The project aims to develop novel safety strategies and engineering solutions for onboard storage of hydrogen. This aim will be achieved through realisation of the following objectives:

  • Hazard identification study and risk assessment
  • Critical analysis of current safety strategies and engineering solutions
  • Numerical study of potential fire attacks from adjacent vehicles on road or in car parks
  • Numerical study of conjugate heat transfer from fire to storage tanks of different design and extent of fire protection by CFD technique, including IP of the University of Ulster
  • Finite element analysis to simulate response of tanks of different design to external fire
  • Experimental study of prototype designs to increase fire resistance of onboard storage
  • Numerical simulations to evaluate the reduction in mass flow rate achievable with the proposed increase of cylinder fire resistance
  • Novel storage and safety solutions, including materials for a liner
  • Development of engineering criteria of tank failure to formulate requirements to testing protocol
  • Effect of safety strategies and novel engineering solutions on socio-economic aspects of hydrogen economy.
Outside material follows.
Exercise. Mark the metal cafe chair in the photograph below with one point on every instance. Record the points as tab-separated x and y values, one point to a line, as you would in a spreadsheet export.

This project will provide novel safety strategies and tested engineering solutions to increase fire resistance to the level that jet flame length will be reduced to allow self-evacuation and rescue operations on a car in case of fire. Potential beneficiaries are not only growing number of hydrogen-fuelled vehicle owners, members of their families, bus drivers and passengers, yet wider public. Indeed, inherently safer fuel cell vehicles would perform in fire with the same or less consequences compared to fossil fuel cars. The project staff will work in collaboration with project partners to ensure and maximise impact across potential beneficiaries: industry, regulators and public safety officials, academia, and public.